Durante años confundí el amor propio con el orgullo. Pespunteé un cetro con piedras preciosas y me senté en el trono como rey y señor del universo conocido. La estupidez me impidió comprender que el imperio gobernado solo existía en mi cabeza. Fuera de ella vivían humanos reales, no sometidos a mis designios, afectados por mis continuos despropósitos.
Es este el medio encontrado para pedir perdón. Una carta a la que falta el destinatario porque va dirigida a demasiados nombres olvidados, personas a las que dañé.
—Entonces, señor Muñoz, ¿a qué causa usted atribuye su perversión libidinosa? —La doctora Nambindengue clavó en mi rostro su mirada de águila y dibujó en sus labios una mueca.
Si me hubiese resistido a las súplicas de mi madre y no acudido a la consulta de la psiquiatra, estuviese tomando el sol en la cubierta de mi yate o haciendo una de las mías bajo las sábanas de una linda chica. El llanto de Micaela Rodríguez siempre me ha puesto a llorar. A ella debo todo lo bueno que llevo en el alma. Lo malo lo adquirí gracias a los genes de mi padre y también por medios propios.

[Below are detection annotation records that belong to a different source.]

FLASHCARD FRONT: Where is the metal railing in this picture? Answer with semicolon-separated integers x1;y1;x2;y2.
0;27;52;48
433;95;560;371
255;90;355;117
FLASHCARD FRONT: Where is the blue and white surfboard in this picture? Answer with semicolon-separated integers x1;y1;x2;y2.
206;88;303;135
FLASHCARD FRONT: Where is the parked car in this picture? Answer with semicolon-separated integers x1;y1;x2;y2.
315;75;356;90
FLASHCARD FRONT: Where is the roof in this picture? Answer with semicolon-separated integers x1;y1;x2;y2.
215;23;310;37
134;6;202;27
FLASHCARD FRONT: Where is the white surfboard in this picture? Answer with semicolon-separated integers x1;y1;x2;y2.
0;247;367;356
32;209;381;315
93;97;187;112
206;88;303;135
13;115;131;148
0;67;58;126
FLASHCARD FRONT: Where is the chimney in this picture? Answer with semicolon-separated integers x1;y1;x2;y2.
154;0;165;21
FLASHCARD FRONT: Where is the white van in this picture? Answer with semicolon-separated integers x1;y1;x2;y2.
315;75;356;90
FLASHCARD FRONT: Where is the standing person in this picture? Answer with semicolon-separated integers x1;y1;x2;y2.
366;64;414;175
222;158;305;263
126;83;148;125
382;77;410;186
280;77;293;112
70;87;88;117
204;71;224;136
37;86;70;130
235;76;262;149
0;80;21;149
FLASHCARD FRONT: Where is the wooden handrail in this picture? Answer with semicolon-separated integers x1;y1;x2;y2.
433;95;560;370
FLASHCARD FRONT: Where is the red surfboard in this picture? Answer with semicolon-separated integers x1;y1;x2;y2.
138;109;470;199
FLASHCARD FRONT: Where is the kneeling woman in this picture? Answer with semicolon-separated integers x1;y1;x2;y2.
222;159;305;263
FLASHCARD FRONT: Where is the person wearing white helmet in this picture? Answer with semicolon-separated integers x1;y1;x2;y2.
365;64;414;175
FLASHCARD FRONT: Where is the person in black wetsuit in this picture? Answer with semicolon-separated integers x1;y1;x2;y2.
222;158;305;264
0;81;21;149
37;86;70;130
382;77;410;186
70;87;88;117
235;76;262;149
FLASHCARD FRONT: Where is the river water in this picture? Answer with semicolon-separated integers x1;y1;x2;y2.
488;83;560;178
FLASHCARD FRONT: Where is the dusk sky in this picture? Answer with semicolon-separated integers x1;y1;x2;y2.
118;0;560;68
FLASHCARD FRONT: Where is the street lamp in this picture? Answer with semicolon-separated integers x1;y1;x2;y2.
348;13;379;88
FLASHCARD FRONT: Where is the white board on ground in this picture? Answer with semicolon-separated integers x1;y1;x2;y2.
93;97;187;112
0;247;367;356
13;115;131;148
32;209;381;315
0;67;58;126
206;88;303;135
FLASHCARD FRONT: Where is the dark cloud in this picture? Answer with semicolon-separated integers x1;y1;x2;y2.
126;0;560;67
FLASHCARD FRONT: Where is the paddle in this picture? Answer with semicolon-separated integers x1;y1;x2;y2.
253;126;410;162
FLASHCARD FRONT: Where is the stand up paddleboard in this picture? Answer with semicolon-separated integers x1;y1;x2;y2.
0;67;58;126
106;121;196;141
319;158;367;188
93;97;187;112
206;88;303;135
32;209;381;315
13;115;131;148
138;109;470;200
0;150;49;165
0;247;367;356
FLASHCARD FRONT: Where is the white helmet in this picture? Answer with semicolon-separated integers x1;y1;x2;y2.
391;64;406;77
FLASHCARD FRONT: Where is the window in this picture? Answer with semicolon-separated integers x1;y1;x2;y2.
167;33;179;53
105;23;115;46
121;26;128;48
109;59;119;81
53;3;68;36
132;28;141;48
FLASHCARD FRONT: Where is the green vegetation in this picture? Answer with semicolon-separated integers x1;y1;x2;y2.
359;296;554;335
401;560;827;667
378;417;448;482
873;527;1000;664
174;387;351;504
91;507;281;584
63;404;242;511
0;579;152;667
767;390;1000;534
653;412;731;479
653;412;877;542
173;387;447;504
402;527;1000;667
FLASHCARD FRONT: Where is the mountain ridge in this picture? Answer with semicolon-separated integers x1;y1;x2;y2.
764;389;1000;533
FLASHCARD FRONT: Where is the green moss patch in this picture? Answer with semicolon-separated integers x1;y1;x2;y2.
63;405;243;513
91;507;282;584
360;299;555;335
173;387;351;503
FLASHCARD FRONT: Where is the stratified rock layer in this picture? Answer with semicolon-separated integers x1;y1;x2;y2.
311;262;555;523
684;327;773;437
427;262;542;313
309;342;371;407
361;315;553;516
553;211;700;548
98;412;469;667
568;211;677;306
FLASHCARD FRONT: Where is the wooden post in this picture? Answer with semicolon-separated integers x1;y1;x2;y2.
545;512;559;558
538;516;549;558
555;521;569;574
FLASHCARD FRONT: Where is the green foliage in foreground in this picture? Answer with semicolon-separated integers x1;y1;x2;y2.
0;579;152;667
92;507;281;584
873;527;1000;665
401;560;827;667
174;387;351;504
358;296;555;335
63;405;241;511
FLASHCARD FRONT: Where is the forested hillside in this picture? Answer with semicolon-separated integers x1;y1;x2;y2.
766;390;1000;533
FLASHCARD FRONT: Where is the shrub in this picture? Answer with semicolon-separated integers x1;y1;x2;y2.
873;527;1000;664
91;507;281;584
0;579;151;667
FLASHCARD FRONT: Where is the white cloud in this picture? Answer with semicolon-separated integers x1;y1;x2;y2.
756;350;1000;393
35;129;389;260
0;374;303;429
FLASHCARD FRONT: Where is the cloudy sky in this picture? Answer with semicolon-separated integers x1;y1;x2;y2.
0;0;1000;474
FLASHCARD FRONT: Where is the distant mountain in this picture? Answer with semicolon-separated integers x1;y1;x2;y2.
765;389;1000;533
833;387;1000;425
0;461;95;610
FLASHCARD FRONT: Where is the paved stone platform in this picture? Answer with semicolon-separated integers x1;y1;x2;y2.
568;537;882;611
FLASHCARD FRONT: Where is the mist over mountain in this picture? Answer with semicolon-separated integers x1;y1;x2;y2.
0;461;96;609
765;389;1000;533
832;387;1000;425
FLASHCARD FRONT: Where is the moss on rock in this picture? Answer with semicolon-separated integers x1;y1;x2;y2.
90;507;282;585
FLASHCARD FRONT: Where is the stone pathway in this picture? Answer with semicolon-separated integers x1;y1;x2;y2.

Por eso ni me rehusé cuando me arrastró a empujones a la clínica mental. Como un cachorro amaestrado, le obedecí. Opté por comportarme antes de echar más leña al fuego y empeorar el ambiente en casa.
Le tiré un S.O.S. con la mirada, apreté los puños, le rocé la pantorrilla con la puntera del zapato e intenté comunicarme con el pensamiento: «Dante, llamando a Micaela. ¡Madre, responde! Dante, llamando a Micaela. Inventa que el fantasma de la abuela te ha revelado la ubicación de un tesoro, o que Donald Trump te ha propuesto matrimonio, o di que nos largamos porque nos da la gana; pero, por favor, haz que esto termine». A nosotros nos ligaba un nexo sentimental más fuerte que las doctrinas del Bloque Feminista. ¿O no?
El ruego chocó contra un imperturbable rostro de cera. Aquella extraña que clavaba en mí una mirada aterradora no era la amorosa mujer que se había desenvuelto como madre y padre en mi crianza, sino un androide reprogramado.
—Más cuidado con mis piernas, Dante. Te comportas igual que un crío.
Su fría respuesta asesinó mis esperanzas. Ya fuese por el influjo hipnótico que ejercía en su cerebro un sitio macabro o por la antipatía que produce un mujeriego en los cromosomas XX, mi única seguidora se había mudado al bando de la comecocos Nambindengue.
Siempre supuse que un personaje con tal clase de nombre debería ser de armas tomar. Sin embargo, nunca esperé que fuese un ella y no un él. A una mujer le era mucho más engorrosa la comprensión de mis… llamémosle preferencias sexuales y así no suena tan mal. Ellas se encasquetan el traje de mosqueteras y gritan: «Una para todas y todas para una» antes de que un hombre tenga la oportunidad de defenderse.
Luego de que, con una mirada, me aplastó como un animal en peligro de extinción bajo el talón del zapato; la voz se me acuarteló dentro de la boca. Cuanto lograba decir se resumía en un par de suspiros. Créanme que hubiese preferido morir por causas violentas. Es mejor ser enterrado vivo a padecer crueles tormentos.
—¿Usted podrá dar respuesta a mi interrogante? —emitió un alarido cargado de furia irrefrenable.
Era la cuarta vez que escuchaba la misma letanía. Mi coeficiente intelectual nunca ha sido elevado. He sobrevivido gracias al trabajo de mis manos y no al esfuerzo de mi cerebro. ¿Cómo iba a contestarle si siquiera tenía idea de lo que ella hablaba? Para hacerlo debía buscar en Google el significado de tanto blablablá. «Perversión libidinosa» me sonaba a frase sacada de un diccionario de esperanto.
Ahora me doy cuenta de que debí pedir permiso para ir al baño. Además de ganar algunos minutos de libertad, hubiese consultado el Internet. Una sabionda explicación dejaría a la bruja con la boca abierta.
Lo que podría haber sido, nunca sucedió. No es lo mismo pensar en frío que hacerlo con la sangre caliente y la piel de gallina.
—Y bien, señor Muñoz, ¿responderá o pasamos a un punto que le haga sentir cómodo?
A través de sus gestos y comentarios se notaba la clara aversión hacia mí. La situación era espeluznante y amenazaba con ponerse peor.